Howard Forman, M.D., M.B.A., a professor of radiology and management at Yale University, told the Los Angeles Times in April that “it is impossible for all Americans to lock themselves in a room for weeks, so people are figuring out their own boundaries.” Six months later, the truth of this statement has not lessened.
There is no doubt that social distancing and isolation have sprung some changes on us, and weight gain has been one of them; this is totally normal. Especially when it comes to stress, weight fluctuations inevitably happen. Do not beat yourself up about it—we’re all going through this experience together. Instead of focusing on the number on the scale, do things that make you happy and make sense. Light exercise such as walking around your neighborhood, dancing to your favorite tunes, or cycling is all you need to move your body and care for yourself. Show your body a little love, and it will return the favor.
As I said earlier, this pandemic has been brutal, and any adjustments can be too, especially initially. If you’re like me, you’ve experienced deaths, and even being fired. Deflecting situations can really take a toll, but practicing self-care really does work. Meditation is a great form of self-care, because it blocks out all of the chaos of the world and allows you to center yourself and your thoughts. I don’t meditate daily, but when I do, I like to do it in the morning, because it sets the tone for my day. Some people like to exercise, other people go to church, others escape in books, some paint or listen to music. Whatever brings you happiness, do that.

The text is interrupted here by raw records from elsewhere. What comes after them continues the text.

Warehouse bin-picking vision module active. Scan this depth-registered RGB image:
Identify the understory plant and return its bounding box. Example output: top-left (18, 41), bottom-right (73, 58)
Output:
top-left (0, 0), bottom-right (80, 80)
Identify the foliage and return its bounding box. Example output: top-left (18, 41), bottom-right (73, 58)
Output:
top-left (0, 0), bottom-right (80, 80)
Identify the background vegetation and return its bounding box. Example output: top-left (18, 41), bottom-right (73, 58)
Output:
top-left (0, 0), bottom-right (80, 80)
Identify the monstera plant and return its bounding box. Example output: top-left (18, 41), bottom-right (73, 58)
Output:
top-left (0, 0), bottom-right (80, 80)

Self-care is all about taking care of your inner peace. It is ultimately up to you to explore within and find what your happy place looks and feels like. You are responsible for that right alone. When you think of self-care, think of what makes you operate at your highest altitude. It could be a favorite pastime, a motivating force, a muse, or a memory. Getting through the isolation with your sanity depends on the work you put in during this time.

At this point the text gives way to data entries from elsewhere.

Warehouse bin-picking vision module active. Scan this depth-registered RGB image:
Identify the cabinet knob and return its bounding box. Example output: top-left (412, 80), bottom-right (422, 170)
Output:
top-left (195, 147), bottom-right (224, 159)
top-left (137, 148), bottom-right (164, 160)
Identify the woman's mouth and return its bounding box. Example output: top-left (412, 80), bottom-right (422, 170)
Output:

You can look at the quarantine as a test or survival of the fittest; we’re all experiencing the pandemic, but we’re all coping differently. Create self-care boundaries that work for you, and stick to them. Drink your water, cook your own food, save your money, exercise, sanitize, wear your mask, sanitize some more, and write about it. Who knows, by the end of the pandemic you may have enough content to write a book, or at least a full journal to share with your grandkids and tell them how you survived the 2020 COVID-19 pandemic.

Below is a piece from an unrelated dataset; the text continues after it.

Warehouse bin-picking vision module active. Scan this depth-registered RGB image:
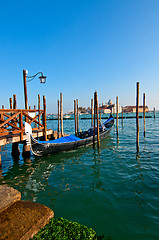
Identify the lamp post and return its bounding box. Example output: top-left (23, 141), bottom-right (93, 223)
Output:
top-left (23, 69), bottom-right (46, 109)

For those who are finding it extremely hard emotionally or mentally to cope during this time, or if you know someone having this experience, please research mental-health consumer networks in your state. Resources are available, whether it’s via Zoom or phone call, and most hotlines or warmlines are open 24/7. The National Alliance on Mental Illness (NAMI) is a great organization and resource: The organization’s helpline is 800-950-NAMI, and it can be reached Monday through Friday, 10 a.m. to 6 p.m., Eastern time. Or, if you are in a crisis, you can text NAMI to 741741. There are people ready and waiting to help you get the assistance you need. You are not alone.